If the court adopted T.H.E.'s interpretation of its policy, T.H.E. could contest coverage every time an insured suffered a loss. The policy, as T.H.E. construes it, provides no coverage if Fireworks or any additional insureds failed to comply strictly with NFPA 1123 during the policy period. Even if City had set barriers at a distance of 840 feet, T.H.E. could assert an unusual condition, within the meaning of NFPA 1123 section 3-1.1, required a greater separation distance. If a child crossed the barrier, T.H.E. could claim that the insured violated the provision that no spectators shall be located within the 840 foot radius. The endorsement, as T.H.E. seeks to enforce it, makes no provision restricting the voiding noncompliance to the incident that caused the injury.

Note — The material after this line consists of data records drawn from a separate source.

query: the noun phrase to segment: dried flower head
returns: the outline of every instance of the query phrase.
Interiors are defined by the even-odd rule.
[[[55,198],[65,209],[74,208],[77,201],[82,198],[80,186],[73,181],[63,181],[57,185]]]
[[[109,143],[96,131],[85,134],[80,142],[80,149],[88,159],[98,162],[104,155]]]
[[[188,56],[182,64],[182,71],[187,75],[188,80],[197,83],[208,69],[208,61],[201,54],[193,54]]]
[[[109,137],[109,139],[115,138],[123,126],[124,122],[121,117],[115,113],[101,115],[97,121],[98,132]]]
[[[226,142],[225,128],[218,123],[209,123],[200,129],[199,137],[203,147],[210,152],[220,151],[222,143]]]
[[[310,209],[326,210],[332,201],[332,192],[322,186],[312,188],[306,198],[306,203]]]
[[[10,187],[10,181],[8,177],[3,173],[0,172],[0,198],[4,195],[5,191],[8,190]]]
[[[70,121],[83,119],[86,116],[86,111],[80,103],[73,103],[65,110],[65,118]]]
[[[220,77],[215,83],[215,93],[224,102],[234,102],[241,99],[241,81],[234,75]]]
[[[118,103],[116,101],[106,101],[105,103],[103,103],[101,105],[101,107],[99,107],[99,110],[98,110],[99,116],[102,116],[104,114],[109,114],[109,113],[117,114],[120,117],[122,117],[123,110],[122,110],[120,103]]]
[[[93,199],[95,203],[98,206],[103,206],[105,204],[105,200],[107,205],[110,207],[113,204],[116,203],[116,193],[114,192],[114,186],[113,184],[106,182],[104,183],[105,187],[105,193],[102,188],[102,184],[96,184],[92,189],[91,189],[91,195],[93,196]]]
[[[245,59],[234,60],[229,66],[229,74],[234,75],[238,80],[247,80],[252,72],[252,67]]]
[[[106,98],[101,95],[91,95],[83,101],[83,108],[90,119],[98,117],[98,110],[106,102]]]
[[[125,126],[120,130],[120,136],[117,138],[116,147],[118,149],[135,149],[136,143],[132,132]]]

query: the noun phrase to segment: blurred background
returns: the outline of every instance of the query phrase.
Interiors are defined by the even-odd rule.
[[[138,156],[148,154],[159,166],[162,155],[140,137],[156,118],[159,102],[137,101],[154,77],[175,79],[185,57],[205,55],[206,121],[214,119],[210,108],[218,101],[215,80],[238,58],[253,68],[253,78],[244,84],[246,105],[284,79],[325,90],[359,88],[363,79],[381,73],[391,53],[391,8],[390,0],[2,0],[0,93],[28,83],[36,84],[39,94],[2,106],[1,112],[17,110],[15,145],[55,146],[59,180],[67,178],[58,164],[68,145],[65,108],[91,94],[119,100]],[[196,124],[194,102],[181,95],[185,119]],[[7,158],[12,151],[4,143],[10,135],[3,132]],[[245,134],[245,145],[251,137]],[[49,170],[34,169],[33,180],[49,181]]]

We cannot ignore Fireworks' payment of a $17,000 premium for protection from liability. City relied on that protection when it permitted Fireworks to conduct its display.

"If that protection is not there, the policyholder has been denied substantial economic value in return for the premiums which have been paid. *** After [the] claim was filed, however, [it] was told there was no coverage. In other words, now you have insurance protection; now you don't. While the collection of insurance premiums is an important part of the insurance industry, it is not the only part. Insurers are also expected to honor claims under their policies for which premiums have been paid in good faith." Hoglund v. State Farm Mutual Automobile Insurance Co., 148 Ill. 2d 272, 278, 592 N.E.2d 1031 (1992).

We hold that the endorsement at issue here requires only that Fireworks obtain the approval of the authority having jurisdiction as a condition for coverage. Fireworks obtained that approval here, and T.H.E. presented no evidence to support a conclusion that City acted fraudulently when it approved the installation or procedures. Accordingly, the judgment declaring that the policy provided no coverage for the claims against Fireworks is reversed.


COUSINS, P.J. and RAKOWSKI, J., concur.